Matka Kanyonu'nun girişine yakın bir alanda aracımızı park ediyoruz ve başlıyoruz yürümeye. Önümüzde kartpostal gibi bir manzara. Oldukça dik, kayalıklı ve ağaçlı yamaçlardan Treska Nehri'nin deli deli akan soğuk sularının yankıları duyuluyor. Vardar Nehri'yle bir an önce buluşmak için acelesi var gibi akıyor nehir. Kıyıdan ilk dokunuşu yapıyoruz sularına: 'Biz geldik, merhaba'. Karşı kıyıda piknik yapan bizim gibi erkenciler görüyoruz.
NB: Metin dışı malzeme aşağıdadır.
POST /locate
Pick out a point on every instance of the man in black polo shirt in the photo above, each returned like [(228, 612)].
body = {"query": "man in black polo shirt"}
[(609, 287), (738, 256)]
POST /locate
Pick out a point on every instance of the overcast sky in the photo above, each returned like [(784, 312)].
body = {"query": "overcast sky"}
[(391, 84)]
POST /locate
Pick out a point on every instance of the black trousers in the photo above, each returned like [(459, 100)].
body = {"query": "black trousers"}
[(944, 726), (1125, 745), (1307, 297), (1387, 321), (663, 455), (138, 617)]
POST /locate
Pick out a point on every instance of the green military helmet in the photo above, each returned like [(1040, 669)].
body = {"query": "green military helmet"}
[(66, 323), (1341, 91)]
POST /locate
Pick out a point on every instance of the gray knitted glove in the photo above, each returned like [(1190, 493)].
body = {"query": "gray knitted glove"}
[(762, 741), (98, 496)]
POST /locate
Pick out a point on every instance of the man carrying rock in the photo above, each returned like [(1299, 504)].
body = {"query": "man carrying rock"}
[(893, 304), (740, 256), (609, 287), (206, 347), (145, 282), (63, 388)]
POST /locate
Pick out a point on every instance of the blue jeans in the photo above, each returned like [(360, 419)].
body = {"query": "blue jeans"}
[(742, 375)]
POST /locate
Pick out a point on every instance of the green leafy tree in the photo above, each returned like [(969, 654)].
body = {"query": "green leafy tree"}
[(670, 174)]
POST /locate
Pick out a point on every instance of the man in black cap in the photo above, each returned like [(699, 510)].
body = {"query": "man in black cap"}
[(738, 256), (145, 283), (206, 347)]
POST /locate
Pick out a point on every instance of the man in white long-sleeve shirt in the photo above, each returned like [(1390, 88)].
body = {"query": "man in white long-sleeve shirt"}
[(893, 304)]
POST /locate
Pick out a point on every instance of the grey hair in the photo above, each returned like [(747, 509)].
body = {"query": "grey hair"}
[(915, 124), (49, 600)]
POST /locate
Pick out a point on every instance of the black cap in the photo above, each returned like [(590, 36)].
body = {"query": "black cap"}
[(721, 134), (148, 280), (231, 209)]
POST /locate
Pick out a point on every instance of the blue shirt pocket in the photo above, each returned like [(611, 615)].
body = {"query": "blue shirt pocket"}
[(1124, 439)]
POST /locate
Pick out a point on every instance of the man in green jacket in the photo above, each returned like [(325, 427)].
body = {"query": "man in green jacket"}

Gün içinde yerli ve bizim gibi yabancı ziyaretçilerle dolup taşmadan kanyonun sakinliğinin tadını çıkarmaya çalışıyoruz. Girişe doğru yürürken yolun sağ tarafında restoranlar ve kafeler dizili. Kahvaltısını yapan, kahvesini yudumlayan mutlu insan manzaraları... Yürüdükçe yol da giderek genişliğini kaybediyor. Artık girişe çok yakınız. Ve işte geldik, cennetin kapısındayız.

Matka Kanyonu'nda 13 km'lik bir yürüyüş parkuru bulunuyor. Balkanlar'ın koynundaki bu  muazzam doğal güzelliğin derinliklerini isterseniz parkurda yürüyüş yaparak isterseniz de tekne ve kano (Makedonların deyimiyle kayak) ile keşfedebiliyorsunuz. Ayrıca burada kaya tırmanışları da yapılabiliyor.  






Girişte yiyecek-içecek ve hediyelik eşya satılan butik satış yerleri var. Satıcıların çoğu kendi aralarında ve kendi dillerinde bir şeyler konuşuyor. Burada da kulağımıza en az iki-üç farklı dilde cümleler takılıyor. Bizi gördüklerinde bu sefer bizim dilimizde bir şeyler satmak için sesleniyorlar. Ancak teklif var ama hiçbirinde ısrar yok. Bu doğrusu çok hoşumuza gidiyor. Bizim gibi turistlerin belki de en hoşlanmadığı şey ısrar eden satıcılar. Ama neyse ki buradakilerin hepsi güler yüzlü ve kibar insanlar. Teşekkür edip yürüyüşümüze ara vermeden devam ediyoruz. Ve bir anda kanyondaki gölü oluşturan barajın hemen yanında buluyoruz kendimizi. Birazdan metrelerce yükseklikteki baraj gölünün kıyılarında bizi bekleyen kano ve teknelerle buluşmak için adımlarımızı daha da hızlandırıyoruz.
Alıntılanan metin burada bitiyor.